Expression-aware video inpainting for HMD removal in XR applications
This addresses a practical limitation in social XR applications like teleconferencing by enabling immersive user experiences without additional hardware, though it appears incremental as it builds on existing GAN methods.
The authors tackled the problem of head-mounted displays (HMDs) blocking facial features in XR applications by proposing a GAN-based network for expression-aware video inpainting, which effectively removes HMDs while preserving identity and facial expressions with temporal consistency.
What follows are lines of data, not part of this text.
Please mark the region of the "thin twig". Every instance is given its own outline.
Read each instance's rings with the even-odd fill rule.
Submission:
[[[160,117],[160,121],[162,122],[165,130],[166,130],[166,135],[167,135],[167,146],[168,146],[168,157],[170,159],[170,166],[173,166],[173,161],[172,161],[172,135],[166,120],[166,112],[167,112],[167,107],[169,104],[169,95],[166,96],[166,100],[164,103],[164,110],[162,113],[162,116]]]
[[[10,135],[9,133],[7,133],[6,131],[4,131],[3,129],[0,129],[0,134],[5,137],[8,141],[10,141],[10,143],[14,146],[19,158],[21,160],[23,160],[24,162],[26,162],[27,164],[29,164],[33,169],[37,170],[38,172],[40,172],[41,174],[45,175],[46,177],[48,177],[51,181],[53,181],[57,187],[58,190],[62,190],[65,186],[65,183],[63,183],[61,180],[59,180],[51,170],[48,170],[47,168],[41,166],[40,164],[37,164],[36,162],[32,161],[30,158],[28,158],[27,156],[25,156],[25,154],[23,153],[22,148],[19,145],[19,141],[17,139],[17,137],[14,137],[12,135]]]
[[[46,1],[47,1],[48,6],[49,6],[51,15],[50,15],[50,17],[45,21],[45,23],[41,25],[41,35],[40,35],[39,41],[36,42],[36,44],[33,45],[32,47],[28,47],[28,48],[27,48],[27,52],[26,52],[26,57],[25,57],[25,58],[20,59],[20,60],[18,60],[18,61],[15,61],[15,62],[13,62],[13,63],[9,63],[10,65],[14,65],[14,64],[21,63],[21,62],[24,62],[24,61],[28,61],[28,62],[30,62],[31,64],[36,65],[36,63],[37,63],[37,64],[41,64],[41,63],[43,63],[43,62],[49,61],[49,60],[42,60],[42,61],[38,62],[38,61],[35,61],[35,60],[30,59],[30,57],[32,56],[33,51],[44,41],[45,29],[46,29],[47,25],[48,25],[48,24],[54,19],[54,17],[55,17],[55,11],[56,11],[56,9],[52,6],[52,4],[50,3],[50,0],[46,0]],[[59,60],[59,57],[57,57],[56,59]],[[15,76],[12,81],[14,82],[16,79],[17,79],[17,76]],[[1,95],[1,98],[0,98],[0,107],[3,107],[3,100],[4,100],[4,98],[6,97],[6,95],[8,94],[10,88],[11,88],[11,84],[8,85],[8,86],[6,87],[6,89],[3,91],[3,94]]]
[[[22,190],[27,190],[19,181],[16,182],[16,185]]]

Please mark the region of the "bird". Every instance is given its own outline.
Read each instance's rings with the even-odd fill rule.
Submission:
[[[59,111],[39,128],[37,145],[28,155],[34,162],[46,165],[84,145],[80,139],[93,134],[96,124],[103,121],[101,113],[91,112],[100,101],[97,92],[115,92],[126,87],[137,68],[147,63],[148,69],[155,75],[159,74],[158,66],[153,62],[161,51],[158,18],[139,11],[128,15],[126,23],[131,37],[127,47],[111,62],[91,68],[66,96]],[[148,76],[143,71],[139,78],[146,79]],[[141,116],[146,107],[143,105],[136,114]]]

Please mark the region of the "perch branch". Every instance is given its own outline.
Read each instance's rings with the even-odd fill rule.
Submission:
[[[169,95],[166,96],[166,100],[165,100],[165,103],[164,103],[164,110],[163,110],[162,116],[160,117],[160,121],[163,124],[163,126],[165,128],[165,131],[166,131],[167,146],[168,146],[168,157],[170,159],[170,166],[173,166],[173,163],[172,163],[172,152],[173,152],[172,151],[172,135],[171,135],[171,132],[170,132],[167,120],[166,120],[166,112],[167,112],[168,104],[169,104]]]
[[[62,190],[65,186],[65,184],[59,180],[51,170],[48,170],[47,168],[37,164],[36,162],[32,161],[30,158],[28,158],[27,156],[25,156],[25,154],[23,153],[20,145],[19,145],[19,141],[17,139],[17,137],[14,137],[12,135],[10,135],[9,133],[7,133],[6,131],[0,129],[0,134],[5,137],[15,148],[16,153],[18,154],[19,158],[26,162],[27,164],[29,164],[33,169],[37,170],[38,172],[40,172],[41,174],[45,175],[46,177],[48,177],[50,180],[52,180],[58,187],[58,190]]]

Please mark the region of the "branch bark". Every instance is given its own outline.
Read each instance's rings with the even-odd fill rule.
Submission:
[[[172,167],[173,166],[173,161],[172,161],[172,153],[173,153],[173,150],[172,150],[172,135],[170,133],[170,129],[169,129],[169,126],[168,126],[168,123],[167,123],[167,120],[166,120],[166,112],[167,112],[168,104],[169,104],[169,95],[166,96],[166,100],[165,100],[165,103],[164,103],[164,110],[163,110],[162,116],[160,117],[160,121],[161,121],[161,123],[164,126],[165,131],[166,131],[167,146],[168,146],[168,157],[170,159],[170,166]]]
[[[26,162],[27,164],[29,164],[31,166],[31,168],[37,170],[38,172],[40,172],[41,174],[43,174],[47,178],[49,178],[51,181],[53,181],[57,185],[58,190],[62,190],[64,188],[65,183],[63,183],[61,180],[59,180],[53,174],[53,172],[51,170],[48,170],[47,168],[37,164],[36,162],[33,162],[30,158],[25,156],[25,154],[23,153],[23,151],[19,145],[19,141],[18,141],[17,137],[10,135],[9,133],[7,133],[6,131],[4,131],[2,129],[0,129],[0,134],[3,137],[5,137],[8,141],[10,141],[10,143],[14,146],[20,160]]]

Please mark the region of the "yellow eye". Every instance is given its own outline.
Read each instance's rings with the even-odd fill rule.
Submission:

Head-mounted displays (HMDs) serve as indispensable devices for observing extended reality (XR) environments and virtual content. However, HMDs present an obstacle to external recording techniques as they block the upper face of the user. This limitation significantly affects social XR applications, specifically teleconferencing, where facial features and eye gaze information play a vital role in creating an immersive user experience. In this study, we propose a new network for expression-aware video inpainting for HMD removal (EVI-HRnet) based on generative adversarial networks (GANs). Our model effectively fills in missing information with regard to facial landmarks and a single occlusion-free reference image of the user. The framework and its components ensure the preservation of the user's identity across frames using the reference frame. To further improve the level of realism of the inpainted output, we introduce a novel facial expression recognition (FER) loss function for emotion preservation. Our results demonstrate the remarkable capability of the proposed framework to remove HMDs from facial videos while maintaining the subject's facial expression and identity. Moreover, the outputs exhibit temporal consistency along the inpainted frames. This lightweight framework presents a practical approach for HMD occlusion removal, with the potential to enhance various collaborative XR applications without the need for additional hardware.